History of Ferrari
Ferrari is one of the world’s most admired luxury sports car automakers. The company officially launched in 1947. However, the automaker’s legendary founder and namesake Enzo Ferrari was involved in the industry long before then.
Born in Modena, Italy in 1898, Enzo Ferrari started out as a race car driver. In the 1920s, he was made a driver with Alfa Romeo and won several racing awards including the 2nd Circuito di Modena.
In 1929, Ferrari founded the Scuderia Ferrari, now the official race car division for Ferrari. It began, however, as a division of Alfa that specialized in preparing race cars to gentlemen drivers. This was at a time when sports car racing was really taking off as an activity for the rich and famous, who were really the only ones who could afford it.
In 1931, Enzo finished in second place at the Circuito Tre Province, which would be his last time competing as a driver. He wanted to focus on his family and the birth of his first son Alfredo more commonly called Dino.
However, he still continued working with Scuderia and building cars for Alfa until 1939. In September of that year, he left his position as Head of Alfa Corse to form his own car company Auto Avio Costruzioni in his hometown of Modena, Italy. As a condition of his departure, he was required not to use the Ferrari name in association with any of his cars or races for at least four years after. Honoring the agreement, the company name wasn’t changed to Auto Costruzioni Ferrari until 1957, and first car to bare the name Ferrari was released the Ferrari 125 S.
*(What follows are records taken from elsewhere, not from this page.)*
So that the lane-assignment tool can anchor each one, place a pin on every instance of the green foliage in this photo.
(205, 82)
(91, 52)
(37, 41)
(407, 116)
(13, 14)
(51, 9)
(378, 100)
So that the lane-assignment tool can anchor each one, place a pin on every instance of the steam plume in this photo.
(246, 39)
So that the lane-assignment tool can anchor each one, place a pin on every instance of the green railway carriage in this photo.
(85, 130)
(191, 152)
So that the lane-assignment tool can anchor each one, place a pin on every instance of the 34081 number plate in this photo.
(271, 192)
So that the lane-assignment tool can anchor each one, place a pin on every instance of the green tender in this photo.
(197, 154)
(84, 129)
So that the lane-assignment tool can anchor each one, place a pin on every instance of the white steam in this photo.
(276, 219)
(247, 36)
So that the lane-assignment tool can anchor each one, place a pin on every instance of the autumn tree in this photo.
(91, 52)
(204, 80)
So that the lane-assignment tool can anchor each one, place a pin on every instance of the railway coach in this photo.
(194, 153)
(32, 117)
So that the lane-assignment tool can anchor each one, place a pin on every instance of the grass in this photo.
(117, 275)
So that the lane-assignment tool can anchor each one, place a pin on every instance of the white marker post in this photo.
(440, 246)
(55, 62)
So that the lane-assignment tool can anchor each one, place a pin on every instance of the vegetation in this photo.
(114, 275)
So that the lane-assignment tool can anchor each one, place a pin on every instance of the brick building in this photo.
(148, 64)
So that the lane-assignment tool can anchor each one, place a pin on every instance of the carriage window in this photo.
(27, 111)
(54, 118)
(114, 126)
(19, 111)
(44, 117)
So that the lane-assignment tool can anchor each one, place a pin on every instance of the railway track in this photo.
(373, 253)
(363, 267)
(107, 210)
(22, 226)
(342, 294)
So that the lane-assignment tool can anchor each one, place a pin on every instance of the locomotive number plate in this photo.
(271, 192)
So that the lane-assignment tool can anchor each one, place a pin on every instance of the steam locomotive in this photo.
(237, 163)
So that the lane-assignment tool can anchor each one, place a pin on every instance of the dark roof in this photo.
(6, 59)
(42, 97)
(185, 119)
In 1945, Ferrari introduced a V12 engine which became one of its signatures. It wasn’t until 1947, nearly ten years after Enzo left Alfa that the first Ferrari model the 125 S or 125 Sport, rolled out of the factory entrance of the Via Abetone Inferiore in Maranello, Italy. There were only two models originally produced. The car was entered into its first competitive race in May of that year at the Piacenza Circuit, and on the 25th won the Rome Grand Prix. The car was set to be released earlier, however, the date was pushed back due to the effects of World War II. After the Modena factory was hit by bombs, the company moved to Maranello and built the legendary factory that it still uses today.
The next few decades, the Italian auto company prospered with its cars competing in and winning major races including the: Mille Miglia (1948), Le Mans 24 Hour Race (1949) and the Formula One World Championship Grand Prix (1951).
In the early 1950s, race car driver Luigi Chinetti opened the first Ferrari showroom and dealership in United States. Until this point, Ferraris were really only available to wealthy racing enthusiasts and for competing in races. The location later moved from Manhattan to Connecticut, but the Ferrari market in the US became and still is one of the most lucrative in the world.
In 1956, tragedy struck when Enzo’s eldest son Dino died of muscular dystrophy. The 1960s were a time of transition for the company. First, in 1961, members of the company including chief engineers Carlo Chiti and Giotto Bizzarrini left and went on to form another auto company called ATS. They had intended for it to be a direct competitor with Ferrari at the time. The departure was said to stem from disputes over Enzo’s wife Laura and her heavy involvement in the running of the company.
Engineer Mauro Forghieri and body designer Sergio Scaglietti were hired to finish the 250 GTO, which, ironically, came to be known as one of the most iconic sports cars of all time.
In the late 1960s, Enzo realized that in order for the company to remain successful and grow in face of competition and market challenges, it needed a partner. In 1969, it found one in the Fiat Group, which bought a 50% stake in the business.
In 1987, the F40 was released. It would be the last model created under Enzo Ferrari. The following year, he died at the age of 90, and the Fiat Group increased its stake in the company to 90%.
After Enzo’s death, Luca di Montezemolo was appointed as the new chairman of Ferrari from 1991 to October of 2014. He was replaced by the current CEO, Sergio Marchionne and plans were announced to separate Ferrari from the Fiat Group. In 2015, the Ferrari N.V. became an IPO and launched on the New York Stock Exchange at a value of nearly $10 billion, and Milan Stock Exchange in 2016.